Research on psychedelics for psychiatric conditions may have declined after the early 1970s when the US Food and Drug Administration (FDA) required approval for investigational drugs and mandated rigorous trial designs, but now it has returned—although not without its challenges.

Studying psychedelics poses an ethical concern, and investigators in the 1950s and 1960s were able to get away with this easily, hence why the substance received more extensive research during those decades.

In the past, patients were given high doses of LSD and strapped to a bed, only checked on occasionally. Since investigators were afraid the LSD would lead to seizures, they gave the participants Fenelon. Not only was this a poor study design and unethical, but another study found the strapped-to-the-bed method was inferior to patients taking psychedelics in a soothing setting, which resulted in better outcomes.1

Many people believed the creation of the Controlled Substances Act in the Drug Enforcement Administration in 1971 was what halted psychedelic research, but that was not true. It was because of the FDA changes: requiring approval of investigational new drugs, needing permits from the FDA to do the research, and mandating trial design with placebo control.

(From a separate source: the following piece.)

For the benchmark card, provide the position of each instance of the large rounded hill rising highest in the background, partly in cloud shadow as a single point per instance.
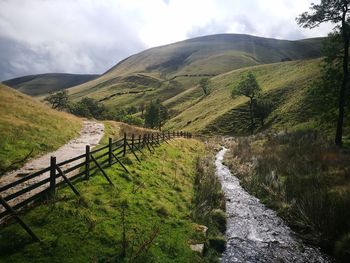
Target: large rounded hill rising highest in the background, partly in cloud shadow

“It's impossible to blind a psychedelic study,” Franklin King, MD, from Massachusetts General Hospital, told HCPLive. “Some people might contest that, and I don't think that we will ever figure out a way to successfully blind psychedelic studies. Everybody, or the vast majority of participants in placebo-controlled studies with psychedelics, know if they've gotten the psychedelic or the placebo.”

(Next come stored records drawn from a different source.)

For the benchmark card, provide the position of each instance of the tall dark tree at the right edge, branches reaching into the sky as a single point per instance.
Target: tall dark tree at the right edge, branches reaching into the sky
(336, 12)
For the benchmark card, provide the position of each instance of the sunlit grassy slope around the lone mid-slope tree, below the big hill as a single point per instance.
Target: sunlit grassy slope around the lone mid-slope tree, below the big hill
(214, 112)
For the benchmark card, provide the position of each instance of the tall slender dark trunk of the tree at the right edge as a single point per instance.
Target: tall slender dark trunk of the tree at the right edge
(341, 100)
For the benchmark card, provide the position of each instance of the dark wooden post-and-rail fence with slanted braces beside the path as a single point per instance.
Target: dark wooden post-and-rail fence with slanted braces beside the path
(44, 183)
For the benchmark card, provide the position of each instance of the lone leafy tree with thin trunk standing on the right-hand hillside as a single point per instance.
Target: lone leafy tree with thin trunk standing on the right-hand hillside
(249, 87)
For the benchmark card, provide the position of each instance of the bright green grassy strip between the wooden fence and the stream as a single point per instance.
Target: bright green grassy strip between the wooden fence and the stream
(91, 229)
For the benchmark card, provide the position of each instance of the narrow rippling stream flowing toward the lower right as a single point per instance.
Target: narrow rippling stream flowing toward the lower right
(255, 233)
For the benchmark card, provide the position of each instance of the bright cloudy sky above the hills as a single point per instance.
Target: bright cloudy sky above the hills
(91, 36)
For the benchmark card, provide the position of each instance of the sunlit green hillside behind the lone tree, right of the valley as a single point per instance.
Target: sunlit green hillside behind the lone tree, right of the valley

At the annual American Psychiatric Association (APA) conference in New York, King presented the historical evolution of psychedelics in psychiatric treatment, the pharmacological mechanisms of currently researched psychedelics, and the challenges of studying psychedelics in a trial.2

Although studies have moved past stripping patients to a bed and now always have a person in the room with the patient, King said it is important to consider the psychotherapeutic elements before and after the psychedelic session.

“These tend to be things, unfortunately, in modern psychiatric settings that we all know are very important, but we sort of think of them as is, ‘you know, well, it would be nice if the clinic could be more aesthetically pleasing and more soothing, rather than drop ceilings and fluorescent lights, and pleather cushions,’” King said. “It would be nice if our patients who [we] are prescribing medications for could also have quality therapy concurrently. And yet, these things are often very difficult to access, particularly outside of a private practice setting.”

References

  1. Derman, C. Brian Barnett, MD: Psychedelics Fitting into the SUDs Treatment Paradigm. HCPLive. May 9, 2024. https://www.hcplive.com/view/brian-barnett-md-psychedelics-fitting-into-the-suds-treatment-paradigm. Accessed May 13, 2024.
  2. King, F. Shifting Horizons in Psychiatry: Navigating Challenges to Integration and Implementation of Psychedelic-Assisted Therapies. Session presented at: American Psychiatric Association (APA) 2024 Annual Meeting. New York, NY. May 6, 2024.